Кучум: Дело говоришь. Что значит голова купеческая! И насчет лета верно мыслишь - по снегу али по грязи броневики увязнут.
Полновойтенков (с подозрением поглядывая на Фолкоффа-Бельгийского): А нечему вязнуть, батьку. Нема броневиков.
Фолкофф-Бельгийский (глядя в пол и нервно ощупывая новенькую шинель): Никак красные увели?
Беседу прерывает доносящаяся откуда-то с околицы стрельба. Дверь распахивается, и в хату влетает денщик Кучума есаул Кушнакрик в тулупе, наброшенном прямо на исподнее. В руке у есаула наган.
Кушнакрик: Батьку, беда! Весь караул постреляли!
Кучум: Красные?
Кушнакрик: Свои!
Кучум: Шо, опять перепились?
Кушнакрик: Та не, кажись, газу нанюхались…
Кучум: Недосмотрел, паршивец! Да я тебя, кота шкодливого, до смерти засеку!
Кучум хватает со стола плетку. Есаул валится на колени.
Кушнакрик: Отец родной, не погуби… Лучче я сам!
Есаул подносит наган к виску. Фолкофф-Бельгийский оценивающе глядит на его сапоги.
Выстрел.
КАРТИНА ВТОРАЯ
Околица села. Беспорядочная стрельба. Истошно вопят раненые. На пригорке залег вольноопределяющийся Гриня Умельченко, одетый в маскхалат. Ласково улыбаясь в усы, он поливает из пулемета «Льюис» все, что шевелится.

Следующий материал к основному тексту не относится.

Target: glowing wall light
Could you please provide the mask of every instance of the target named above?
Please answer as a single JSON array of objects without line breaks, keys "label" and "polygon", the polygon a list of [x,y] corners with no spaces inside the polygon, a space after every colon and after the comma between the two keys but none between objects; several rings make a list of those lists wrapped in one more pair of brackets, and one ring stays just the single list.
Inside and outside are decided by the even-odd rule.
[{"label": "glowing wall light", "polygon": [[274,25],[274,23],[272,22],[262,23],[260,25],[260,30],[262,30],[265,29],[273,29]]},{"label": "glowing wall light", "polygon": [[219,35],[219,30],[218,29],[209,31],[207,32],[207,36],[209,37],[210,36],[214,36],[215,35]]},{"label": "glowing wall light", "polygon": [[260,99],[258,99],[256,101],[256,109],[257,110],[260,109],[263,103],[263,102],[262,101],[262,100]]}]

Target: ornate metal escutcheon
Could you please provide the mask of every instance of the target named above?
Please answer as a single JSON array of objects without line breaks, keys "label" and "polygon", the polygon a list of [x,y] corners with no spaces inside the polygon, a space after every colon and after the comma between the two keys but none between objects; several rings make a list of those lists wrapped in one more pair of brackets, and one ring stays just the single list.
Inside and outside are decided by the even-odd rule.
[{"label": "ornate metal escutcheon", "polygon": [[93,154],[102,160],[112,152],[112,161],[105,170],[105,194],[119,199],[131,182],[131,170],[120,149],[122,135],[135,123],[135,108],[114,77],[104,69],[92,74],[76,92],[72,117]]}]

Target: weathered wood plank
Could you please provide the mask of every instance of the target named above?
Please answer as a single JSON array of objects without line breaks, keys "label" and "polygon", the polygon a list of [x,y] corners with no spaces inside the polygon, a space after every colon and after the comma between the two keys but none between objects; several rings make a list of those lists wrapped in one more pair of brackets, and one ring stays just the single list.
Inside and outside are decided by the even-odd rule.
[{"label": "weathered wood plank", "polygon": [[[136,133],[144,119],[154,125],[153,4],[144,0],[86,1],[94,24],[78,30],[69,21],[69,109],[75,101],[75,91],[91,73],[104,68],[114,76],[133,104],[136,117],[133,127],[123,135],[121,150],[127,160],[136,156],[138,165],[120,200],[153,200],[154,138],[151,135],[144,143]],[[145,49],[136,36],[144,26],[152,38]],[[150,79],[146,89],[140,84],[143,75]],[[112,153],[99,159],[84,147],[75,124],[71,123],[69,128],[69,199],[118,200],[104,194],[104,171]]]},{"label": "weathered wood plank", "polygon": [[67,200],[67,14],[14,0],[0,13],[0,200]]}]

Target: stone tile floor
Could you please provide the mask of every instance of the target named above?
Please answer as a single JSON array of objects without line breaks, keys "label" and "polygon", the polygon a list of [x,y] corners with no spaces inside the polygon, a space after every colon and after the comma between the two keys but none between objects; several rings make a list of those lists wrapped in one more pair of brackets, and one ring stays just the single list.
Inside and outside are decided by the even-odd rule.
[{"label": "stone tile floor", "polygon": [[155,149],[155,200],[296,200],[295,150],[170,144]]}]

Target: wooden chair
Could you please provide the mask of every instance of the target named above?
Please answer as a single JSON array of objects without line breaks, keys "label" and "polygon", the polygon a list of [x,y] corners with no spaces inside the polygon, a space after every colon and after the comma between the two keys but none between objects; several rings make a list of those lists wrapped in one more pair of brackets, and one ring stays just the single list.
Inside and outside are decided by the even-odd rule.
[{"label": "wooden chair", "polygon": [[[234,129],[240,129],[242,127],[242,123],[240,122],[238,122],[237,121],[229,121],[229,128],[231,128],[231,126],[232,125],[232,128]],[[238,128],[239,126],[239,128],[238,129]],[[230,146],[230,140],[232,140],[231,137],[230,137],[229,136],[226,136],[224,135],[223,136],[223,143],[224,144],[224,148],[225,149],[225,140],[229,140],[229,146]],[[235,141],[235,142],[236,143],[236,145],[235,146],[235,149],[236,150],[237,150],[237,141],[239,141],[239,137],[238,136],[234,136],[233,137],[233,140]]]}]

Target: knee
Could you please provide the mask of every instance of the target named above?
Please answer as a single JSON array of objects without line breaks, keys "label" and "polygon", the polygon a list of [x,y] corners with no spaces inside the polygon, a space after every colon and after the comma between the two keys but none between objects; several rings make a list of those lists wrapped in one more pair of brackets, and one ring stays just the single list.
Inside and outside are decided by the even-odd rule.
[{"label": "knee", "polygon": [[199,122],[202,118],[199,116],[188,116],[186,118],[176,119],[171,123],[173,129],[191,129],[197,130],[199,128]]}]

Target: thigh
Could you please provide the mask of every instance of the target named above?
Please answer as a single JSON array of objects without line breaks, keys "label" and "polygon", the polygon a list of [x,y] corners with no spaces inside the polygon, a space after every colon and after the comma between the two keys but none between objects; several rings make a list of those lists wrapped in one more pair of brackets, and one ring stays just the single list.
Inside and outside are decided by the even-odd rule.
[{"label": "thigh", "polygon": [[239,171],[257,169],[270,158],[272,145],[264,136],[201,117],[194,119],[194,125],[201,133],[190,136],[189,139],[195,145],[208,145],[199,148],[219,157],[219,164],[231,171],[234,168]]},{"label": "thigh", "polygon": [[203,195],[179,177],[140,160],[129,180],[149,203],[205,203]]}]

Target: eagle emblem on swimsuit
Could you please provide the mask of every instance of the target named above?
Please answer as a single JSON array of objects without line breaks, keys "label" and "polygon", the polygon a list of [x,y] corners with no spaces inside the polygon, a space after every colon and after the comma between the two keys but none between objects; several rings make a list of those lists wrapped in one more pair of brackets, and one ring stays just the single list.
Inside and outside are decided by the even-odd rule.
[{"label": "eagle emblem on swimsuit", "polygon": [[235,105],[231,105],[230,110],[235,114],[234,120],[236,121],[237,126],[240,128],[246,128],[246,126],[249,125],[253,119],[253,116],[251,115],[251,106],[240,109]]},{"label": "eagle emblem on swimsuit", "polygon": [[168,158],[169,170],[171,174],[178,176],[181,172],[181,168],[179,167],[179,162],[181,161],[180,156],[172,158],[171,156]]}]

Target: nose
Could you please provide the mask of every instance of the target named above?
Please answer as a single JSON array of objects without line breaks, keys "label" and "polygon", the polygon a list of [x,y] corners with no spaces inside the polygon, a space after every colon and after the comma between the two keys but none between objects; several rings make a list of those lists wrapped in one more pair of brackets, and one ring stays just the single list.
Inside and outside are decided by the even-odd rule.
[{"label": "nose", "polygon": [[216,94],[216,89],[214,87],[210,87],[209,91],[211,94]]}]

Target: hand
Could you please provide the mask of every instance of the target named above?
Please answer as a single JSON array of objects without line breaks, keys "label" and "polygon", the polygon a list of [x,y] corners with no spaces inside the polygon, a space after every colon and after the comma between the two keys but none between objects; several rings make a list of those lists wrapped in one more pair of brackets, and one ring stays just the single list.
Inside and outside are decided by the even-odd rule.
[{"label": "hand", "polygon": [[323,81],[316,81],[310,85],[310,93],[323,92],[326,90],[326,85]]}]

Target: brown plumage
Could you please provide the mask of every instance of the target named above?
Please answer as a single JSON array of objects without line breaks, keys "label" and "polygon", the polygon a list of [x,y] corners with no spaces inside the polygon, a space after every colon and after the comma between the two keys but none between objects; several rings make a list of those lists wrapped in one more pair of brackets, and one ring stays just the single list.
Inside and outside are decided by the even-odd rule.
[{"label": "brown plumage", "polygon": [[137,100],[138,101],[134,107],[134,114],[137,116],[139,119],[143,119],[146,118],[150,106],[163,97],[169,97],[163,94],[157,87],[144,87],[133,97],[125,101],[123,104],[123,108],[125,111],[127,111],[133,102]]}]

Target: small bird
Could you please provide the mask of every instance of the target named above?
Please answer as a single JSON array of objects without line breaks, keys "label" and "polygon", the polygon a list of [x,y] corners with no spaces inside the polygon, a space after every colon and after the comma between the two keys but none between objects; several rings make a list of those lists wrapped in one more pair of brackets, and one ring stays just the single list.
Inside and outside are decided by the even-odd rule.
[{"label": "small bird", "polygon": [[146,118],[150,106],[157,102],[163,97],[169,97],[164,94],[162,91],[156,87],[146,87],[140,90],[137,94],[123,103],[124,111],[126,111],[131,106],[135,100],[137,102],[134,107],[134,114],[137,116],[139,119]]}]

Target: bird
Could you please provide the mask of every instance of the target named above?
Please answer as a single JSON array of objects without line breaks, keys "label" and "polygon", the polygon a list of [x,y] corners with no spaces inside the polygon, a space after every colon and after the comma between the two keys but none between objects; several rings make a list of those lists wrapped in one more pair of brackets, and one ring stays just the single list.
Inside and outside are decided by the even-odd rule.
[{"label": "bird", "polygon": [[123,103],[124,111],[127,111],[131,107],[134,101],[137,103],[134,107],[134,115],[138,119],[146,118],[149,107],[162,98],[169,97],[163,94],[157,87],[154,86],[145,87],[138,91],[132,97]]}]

Сердобольная сестра милосердия Маша Погребенько, раскрасневшись от напряжения, тщетно пытается добить ножом смертельно раненого бойца Агапонова. Осуществить благородное намерение мешает агапоновский бронежилет. Воины похоронной команды Йомец и Пиленко в сумрачном молчании наблюдают за ее потугами.
Маша Погребенько (отдуваясь): Подмогли б, братки, стащить с его енту железяку, а?
Пиленко: Силов не хватет?
Маша Погребенько: Двух третей не достаеть!
Йомец: Чума на тебя!
Йомец и Пиленко переглядываются и поспешно ретируются. Из сугроба торчат ноги замерзающего бойца Тыворивского.
Пиленко: Берем?
Йомец: Пошшупай сперва, може еще дыхает.
Пиленко (приглядываясь): Дык он, кажись, не наш…
Йомец: Тады нам его касаться никак невозможно. Нехай самотужки выбирается.
Мимо воинов проносится семерка лихих кавалеристов.
Йомец: Сдается мне, дезертиры.
Пиленко: Може, дезертиры, може, разведчики. Пес их разберет.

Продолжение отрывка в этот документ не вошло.